BarrenFieldofFucks · 03/11/2019 19:26

Arse to the random apostrophe

Nextphonewontbesamsung · 03/11/2019 19:27

What a twat your friend is (disclaimer: haven't read the whole thread for some massive drip-feed, I'm just going by your op).

TheMistressQuickly · 03/11/2019 19:28

None of them have kids so won’t understand. Put you and your baby first.

GirlOnIt · 03/11/2019 19:29

Maybe they’re bored rigid with you talking about breastfeeding and supply, and other such fascinating subjects.Nobody likes baby bores!

With that thinking is friendship only for the good fun times? @ExecutiveFiat
What about the ‘illness bore’ ‘family problems bore’ ‘relationship bore’ ‘work bore’. I care about my friends and their lives and I want to know what’s going on with them, even if it’s not all sunshine’s and rainbows.

Plus the Op’s friends haven’t even seen the 6 week old, so how are they bored of baby talk.

wondering7777 · 03/11/2019 19:29

they kept saying 'ssh, be quiet, were talking etc

Wow! Shock I wouldn’t dream of telling my friends’ kids to shush (even if I was thinking it). It’s not a friend’s place.

misspiggy19 · 03/11/2019 19:32

Op, are these close friends?
Because I honestly can’t imagine any of my close friends not seeing my baby for six weeks. My best friends were there the day after Ds was born. I don’t get the Mumsnet view that your friends don’t have to like or make allowances for your kids though.

^This. I don’t think these people are really your friends.

ELM8 · 03/11/2019 19:35

Does it really matter whether she blamed the venue or just said she doesn't want a baby there? The end result is the same.

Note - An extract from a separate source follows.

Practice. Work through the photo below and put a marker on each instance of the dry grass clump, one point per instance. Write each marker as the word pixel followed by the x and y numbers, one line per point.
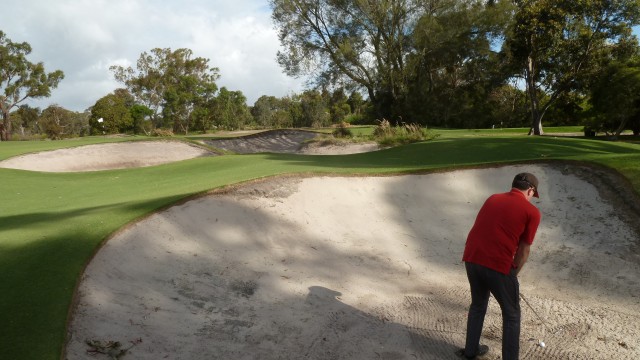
pixel 387 135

I think she was probably just trying to be tactful rather than being a dick.

TheMistressQuickly · 03/11/2019 19:36

misspiggy19

Op, are these close friends?
Because I honestly can’t imagine any of my close friends not seeing my baby for six weeks. My best friends were there the day after Ds was born. I don’t get the Mumsnet view that your friends don’t have to like or make allowances for your kids though.

Exactly this. They sound selfish

BillieEilish · 03/11/2019 19:41

Oh Lord, I breastfed my DD, easily left her at 6 weeks and she is now 11. Finally I can do more or less what I want and when I want and ENJOY posh meals out.

I would be SO pissed off if I went for a posh lunch and a baby rocked up.

I actually wouldn't go, it is painful with a precious thick skinned sort (which is how you are coming across) I also really don't enjoy eating watching breastfeeding and spit up/vomit/rushing to change a nappy/crying/the smells etc It is not relaxing at all. Unless your baby.

As a PP said a childrens menu is for children that eat food, it is not for babies.

This is not about you, it is about your friend and her birthday.

You can go on your own or you cannot go and stay with your baby.

BillieEilish · 03/11/2019 19:44

Your friend does not deserve to be insulted on a public forum like this just for not wanting a baby at her adult posh birthday lunch. FFS.

Ginger1982 · 03/11/2019 19:45

"Op, are these close friends?
Because I honestly can’t imagine any of my close friends not seeing my baby for six weeks. My best friends were there the day after Ds was born. "

Having a baby actually made me realise that I had no best friends. I would say that some of the people I thought were good friends at the time have only now become better friends because they themselves have subsequently had kids.

JenetteFranky · 03/11/2019 19:47

Can’t believe you’d even consider taking your baby- you sound really self involved

Potnoodledoo · 03/11/2019 19:48

Maybe your friend wants a good old piss up and a pub crawl.And she cant do that if you bring the baby,

The invite mentioned only you.So either go by yourself or dont go.

Babies do change the dynamic and i dont understand calling the other friends "bitches" just because they dont want a baby at an adult meal.If i turned up and seen a baby i would be annoyed.I go out to get away from my own kids.

Karwomannghia · 03/11/2019 19:50

It’ll be very different when she has a baby. Leave her out then and tell her to get on with it on her own. I don’t understand the majority view on here at all. Friends are supposed to be interested in each other’s lives even if they’re at different stages and you know, be nice to each other. I hope you have other more understanding friends, OP.